Michel Houssin a exercé toute sa carrière professionnelle en tant qu’enseignant à la Villa Arson de Nice où il a eu entre autres étudiants devenus célèbres jean Luc Verna qui lui a ensuite succédé. Les deux galeristes en plein accord avec les artistes ont décidé pour leurs retrouvailles de mêler les œuvres de chacun afin de les faire mieux dialoguer malgré leurs différences de premier abord.
Tous les deux exercent avec une grande maîtrise technique, Michel Houssin dans une attitude assez classique, toujours en noir et blanc, n’emploie que le crayon sur papier. Jean Luc Verna intervient lui par transfert de ses propres dessins sur Canson ou papier ancien qu’il rehausse de crayons de couleurs, de pastel gras ou sec et souvent de fards.

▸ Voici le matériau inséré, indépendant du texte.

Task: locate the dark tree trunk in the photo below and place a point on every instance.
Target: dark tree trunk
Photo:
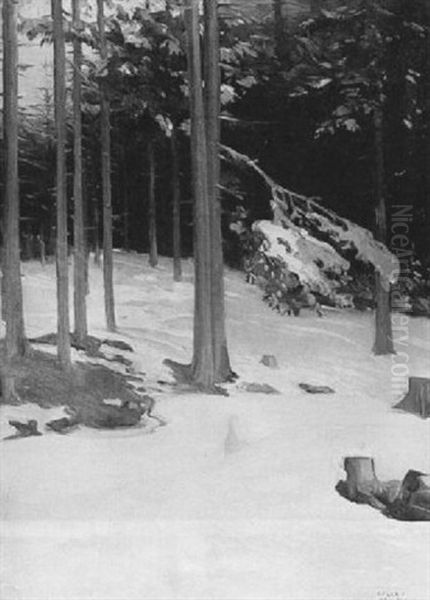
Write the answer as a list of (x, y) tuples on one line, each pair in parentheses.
[(383, 329), (427, 113), (80, 285), (97, 250), (176, 204), (11, 280), (106, 182), (152, 208), (221, 359), (126, 200), (202, 367), (315, 7), (60, 127), (280, 29)]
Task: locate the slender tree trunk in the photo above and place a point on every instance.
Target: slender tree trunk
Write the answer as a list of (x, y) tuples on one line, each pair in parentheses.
[(126, 200), (383, 329), (176, 202), (427, 113), (11, 288), (60, 127), (315, 7), (80, 307), (97, 259), (202, 368), (222, 366), (152, 208), (106, 177), (280, 29)]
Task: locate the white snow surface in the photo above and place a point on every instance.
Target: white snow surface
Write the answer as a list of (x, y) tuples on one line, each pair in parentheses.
[(234, 499)]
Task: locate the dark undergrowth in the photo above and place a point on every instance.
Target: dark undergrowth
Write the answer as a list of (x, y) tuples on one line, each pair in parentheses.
[(40, 379)]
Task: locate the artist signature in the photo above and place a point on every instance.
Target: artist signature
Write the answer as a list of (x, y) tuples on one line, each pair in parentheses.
[(390, 595)]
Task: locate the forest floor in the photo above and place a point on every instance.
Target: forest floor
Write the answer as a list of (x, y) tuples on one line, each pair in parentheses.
[(234, 499)]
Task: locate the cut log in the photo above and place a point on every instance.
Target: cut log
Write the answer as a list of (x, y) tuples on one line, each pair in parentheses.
[(361, 485), (413, 500), (417, 400)]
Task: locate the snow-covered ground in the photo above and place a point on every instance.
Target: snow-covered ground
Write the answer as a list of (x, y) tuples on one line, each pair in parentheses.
[(194, 511)]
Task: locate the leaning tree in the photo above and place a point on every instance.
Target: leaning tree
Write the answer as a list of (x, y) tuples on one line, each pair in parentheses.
[(61, 191), (13, 310)]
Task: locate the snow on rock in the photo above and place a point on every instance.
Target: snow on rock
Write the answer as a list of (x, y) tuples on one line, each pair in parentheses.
[(308, 258), (315, 237)]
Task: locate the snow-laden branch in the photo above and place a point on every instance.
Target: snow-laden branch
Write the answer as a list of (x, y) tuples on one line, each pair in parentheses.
[(316, 234)]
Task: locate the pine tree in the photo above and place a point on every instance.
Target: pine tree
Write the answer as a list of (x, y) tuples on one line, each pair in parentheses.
[(383, 329), (222, 368), (106, 180), (11, 284), (61, 194), (80, 259), (176, 204), (152, 208)]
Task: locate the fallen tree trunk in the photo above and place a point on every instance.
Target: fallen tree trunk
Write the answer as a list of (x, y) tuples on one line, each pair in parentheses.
[(417, 400), (407, 500)]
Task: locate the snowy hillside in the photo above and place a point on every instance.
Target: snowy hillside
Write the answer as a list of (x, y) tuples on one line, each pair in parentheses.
[(234, 499)]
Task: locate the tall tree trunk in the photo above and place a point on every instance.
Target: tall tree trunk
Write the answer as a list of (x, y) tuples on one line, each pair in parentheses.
[(96, 243), (427, 113), (126, 199), (176, 203), (152, 208), (60, 128), (315, 7), (383, 329), (222, 366), (80, 286), (280, 29), (106, 181), (202, 367), (11, 288)]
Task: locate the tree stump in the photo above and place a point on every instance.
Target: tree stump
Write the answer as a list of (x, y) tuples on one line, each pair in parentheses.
[(361, 485), (413, 500), (417, 400)]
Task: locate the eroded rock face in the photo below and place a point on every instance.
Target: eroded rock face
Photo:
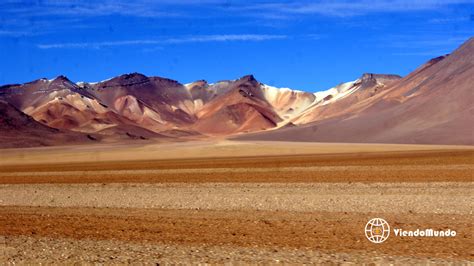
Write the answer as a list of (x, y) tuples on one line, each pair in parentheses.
[(425, 106), (431, 105)]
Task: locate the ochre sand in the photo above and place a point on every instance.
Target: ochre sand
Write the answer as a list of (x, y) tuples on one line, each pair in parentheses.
[(234, 202)]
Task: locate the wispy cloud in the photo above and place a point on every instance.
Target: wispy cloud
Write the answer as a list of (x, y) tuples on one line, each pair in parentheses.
[(347, 8), (188, 39)]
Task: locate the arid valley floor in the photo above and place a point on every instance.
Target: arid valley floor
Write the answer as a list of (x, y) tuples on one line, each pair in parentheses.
[(231, 201)]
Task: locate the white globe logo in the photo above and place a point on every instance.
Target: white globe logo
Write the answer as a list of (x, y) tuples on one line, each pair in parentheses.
[(377, 230)]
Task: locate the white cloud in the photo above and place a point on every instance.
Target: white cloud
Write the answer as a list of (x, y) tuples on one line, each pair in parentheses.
[(188, 39), (349, 8)]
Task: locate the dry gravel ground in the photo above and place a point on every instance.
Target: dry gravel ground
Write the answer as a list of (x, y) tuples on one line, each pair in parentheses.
[(293, 203), (443, 198)]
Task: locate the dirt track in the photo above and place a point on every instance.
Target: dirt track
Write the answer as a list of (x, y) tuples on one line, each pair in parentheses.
[(290, 208)]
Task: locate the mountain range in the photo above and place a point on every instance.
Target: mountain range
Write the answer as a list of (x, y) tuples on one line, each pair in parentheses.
[(431, 105)]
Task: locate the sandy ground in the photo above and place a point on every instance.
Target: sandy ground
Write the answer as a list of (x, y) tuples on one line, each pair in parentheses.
[(309, 204)]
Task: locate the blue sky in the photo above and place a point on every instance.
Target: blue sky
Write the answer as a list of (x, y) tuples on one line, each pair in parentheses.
[(306, 45)]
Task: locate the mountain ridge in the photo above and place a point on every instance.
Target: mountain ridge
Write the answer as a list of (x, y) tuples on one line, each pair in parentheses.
[(135, 106)]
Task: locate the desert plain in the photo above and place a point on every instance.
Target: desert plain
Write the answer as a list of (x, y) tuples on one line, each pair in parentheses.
[(229, 201)]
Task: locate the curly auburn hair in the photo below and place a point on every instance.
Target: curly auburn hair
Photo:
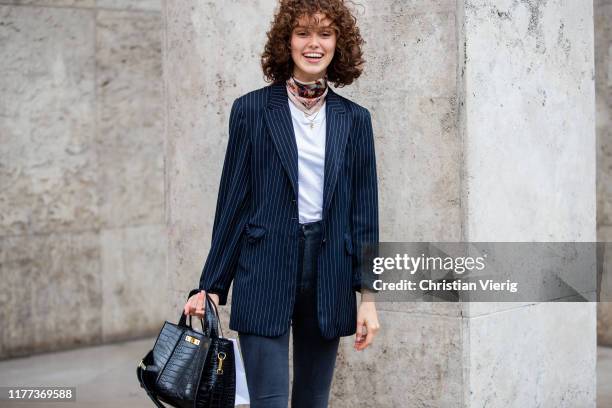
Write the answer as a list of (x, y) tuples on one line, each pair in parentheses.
[(347, 63)]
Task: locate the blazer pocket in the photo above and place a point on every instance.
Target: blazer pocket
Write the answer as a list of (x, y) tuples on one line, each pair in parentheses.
[(348, 243), (254, 233)]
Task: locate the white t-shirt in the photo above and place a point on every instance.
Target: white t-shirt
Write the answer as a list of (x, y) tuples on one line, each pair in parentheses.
[(311, 162)]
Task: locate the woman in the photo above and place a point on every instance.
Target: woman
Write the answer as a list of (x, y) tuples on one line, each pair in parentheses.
[(297, 202)]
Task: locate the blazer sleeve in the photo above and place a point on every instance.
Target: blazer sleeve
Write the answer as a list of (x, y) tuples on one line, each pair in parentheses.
[(364, 204), (231, 211)]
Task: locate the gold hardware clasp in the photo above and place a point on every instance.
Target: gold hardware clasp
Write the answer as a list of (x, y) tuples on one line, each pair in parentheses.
[(221, 356)]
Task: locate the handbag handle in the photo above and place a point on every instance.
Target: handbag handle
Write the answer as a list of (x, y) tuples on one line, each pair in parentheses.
[(210, 323)]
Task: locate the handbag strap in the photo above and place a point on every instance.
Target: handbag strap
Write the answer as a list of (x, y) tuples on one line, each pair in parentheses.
[(210, 324)]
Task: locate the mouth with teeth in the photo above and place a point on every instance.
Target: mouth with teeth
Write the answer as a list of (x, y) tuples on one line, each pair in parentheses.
[(313, 57)]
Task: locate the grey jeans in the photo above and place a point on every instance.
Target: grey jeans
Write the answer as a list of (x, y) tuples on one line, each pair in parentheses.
[(266, 359)]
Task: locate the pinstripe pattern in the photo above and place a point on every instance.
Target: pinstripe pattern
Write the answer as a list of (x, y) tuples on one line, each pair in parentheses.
[(254, 237)]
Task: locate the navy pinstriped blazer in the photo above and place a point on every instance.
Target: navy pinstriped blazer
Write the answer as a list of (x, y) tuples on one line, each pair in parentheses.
[(254, 237)]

Les titres de Michel Houssin renvoient directement au sujet de son dessin : « Petite foule », « Tête d’enfant », « Grand front » ou à sa matérialité : « 225 cm2 ». Jean Luc Verna incite quant à lui son regardeur à une dérive imaginaire qui peut simplement nommer son modèle : « Suzanne Janet Jawlenski » ou replacer celui-ci dans une situation vécue qui le qualifie « Arabian Knight ». La dimension humoristique ou de dérision n’est jamais absente, par une légende comme « Good Mourning » ou dans la manière d’un autoportrait « Moi, un artiste » où il se représente nu avec des bottines maniérées sur un corps fluet et un ballon en forme de crayon dans l’anus . Il n’hésite pas non plus à s’attaquer avec une certaine violence à des concepts comme « Le Père de l’abstraction » le nez dans la boue, ou « Idéologie » une brume crayonnée y enveloppe la tête d’un enfant occupé à lire.
Michel Houssin se consacre exclusivement au dessin dont il explore les limites figuratives au sein d’une série comme les petites « Broderez », dans un hyperréalisme entre fouillis végétal et carte aérienne. Jean Luc Verna multiplie techniques et média recourant aussi à la sculpture, à la photographie ou à la performance. Une de ses dernières manifestation en ce domaine étant dûe à sa collaboration avec le photographe et chorégraphe Frédéric Nauczyciel.
Tous deux cependant s’attachent avec la même passion à la représentation de l’humain. Houssin s’y engage avec une approche plus formaliste restant liée à l’anatomie et au visage qu’il démultiplie dans ses stupéfiantes foules où l’on passe de l’anonymat grégaire à une présence individuelle affirmée jusqu’aux traits faciaux. Verna , intimement lié aux aventures récentes du body art et des gender stories donne une dimension plus expressionniste à des figures toujours singulières.
Le gap générationnel n’est pas si profond qu’on aurait pu l’anticiper, tous deux manifestent une réelle passion du vivant qui s’affirme grâce à une technique très maîtrisée. Le dialogue d’œuvre à œuvre ici subtilement mis en place nous permet d’entrer avec la même émotion dans ces deux univers si prégnants.